Management

Preparing for the end of financial year

As we wind up another calendar year it’s time we in the accounting profession start to look forward to the end of financial year in June. With many accommodation business operators (particularly in the leisure sector) enjoying improved returns from the increased activity, it’s important not to lose sight of the tax implications of creating those extra profits.

In one sense paying a lot of tax is a good thing; it means you have made a lot of profit, but paying more tax than you are absolutely legally required to is crazy. Most taxpayers accept that paying tax provides community benefits and they tend to meet their tax obligations voluntarily. In meeting this obligation, you also have the right to arrange your financial affairs to keep your tax to a minimum – this is often referred to as tax planning or ‘tax-effective investing’.

Small business operators who may be faced with a significant tax bill, perhaps for the first time can be tempted to undertake aggressive tax planning that may ultimately cost them far more than the amount of tax they were seeking to avoid.

Tax planning is legitimate when you do it within the letter and the spirit of the law. However, a small percentage of taxpayers plan their tax affairs in a manner that is considered too aggressive towards the tax system. These arrangements can attract ATO scrutiny to determine whether or not they are within the law. Actions to deliberately evade tax obligations or fraudulently use the system to obtain an improper financial benefit constitute tax crime. This includes identity crime, secret offshore dealings, credit and refund fraud.

There are ways to minimise tax, as long as it’s done lawfully. If you’re not sure of a tax investment offered to you by anyone, make sure you get advice. To help make a more informed decision get a second opinion or third if you remain unsure.

Does the arrangement have a product disclosure statement or prospectus? Does it have the certainty that comes with being covered by a tax office product ruling? Has the ATO issued a taxpayer alert about it or a similar arrangement? Does the promoter have a valid Australian financial services licence issued by the Australian Securities & Investments Commission? Maybe you should consider a private ruling from the ATO. Make sure you get independent advice from a trusted advisor.

Tax avoidance schemes aren’t always limited to the ‘too good to be true’ types. They can be more sophisticated than many people realise. Watch out for complex structures and unusual financing arrangements, such as round robin financing and non-recourse loans; ‘no-risk’ guarantees; and encouragement to keep the arrangement secret and not obtain independent advice.

Not only can involvement in a scheme risk your original investment, you could also have to pay back any missing tax – with interest – and penalties. If you think you are involved in a tax avoidance scheme your accountant can help you. Taxpayers who voluntarily advise the ATO about their involvement before the ATO starts to investigate may be eligible for a reduction in any penalties that arise.

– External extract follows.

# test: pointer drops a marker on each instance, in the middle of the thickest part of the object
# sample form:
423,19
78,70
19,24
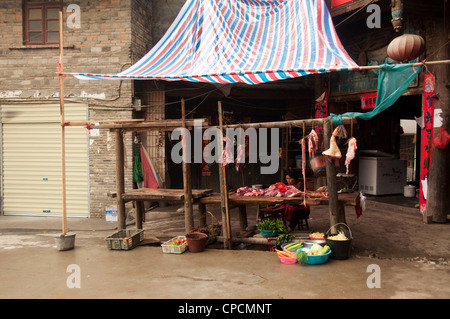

Using your money to try to make more money or gain assets is called investing. Understanding how tax works in relation to your investment helps ensure you don’t pay more tax than you need to.

Each year a significant number of tax avoidance schemes are promoted to individual and business taxpayers and to self-managed super funds. These contrived arrangements have little or no economic substance and are created predominantly to obtain a tax benefit not intended by the law. In all likelihood you will be presented with one such scheme between now and the end of the financial year.

Before you consider investing or participate in an arrangement, check with the ATO and the Australian Securities Investment Commission to determine whether they have concerns about the arrangement or whether the arrangement may be a tax avoidance scheme. In our experience, promoters are always on the lookout to develop new schemes, so be wary of arrangements that promise significant tax benefits and a quick fix to a looming tax liability.

There are a range of ways you can legitimately minimise your tax obligations. Importantly you should start planning early and well before the end of the financial year. Work with your advisor to determine what your tax liability is likely to be well before the end of the financial year and ask them for a list of recommendations to minimise tax without taking a risk of being penalised by the ATO. Planning early will provide you with the opportunity to consider all the available options and minimise the risk of making a knee jerk decision to enter into an inappropriate arrangement.

As always superannuation is a very tax friendly structure and making concessional contributions into your superannuation fund can save substantial tax and create an investment that should be there to support you in your retirement years. Combined with other legal tax minimisation strategies you may well find you can substantially reduce your tax liability without the need to take a risk.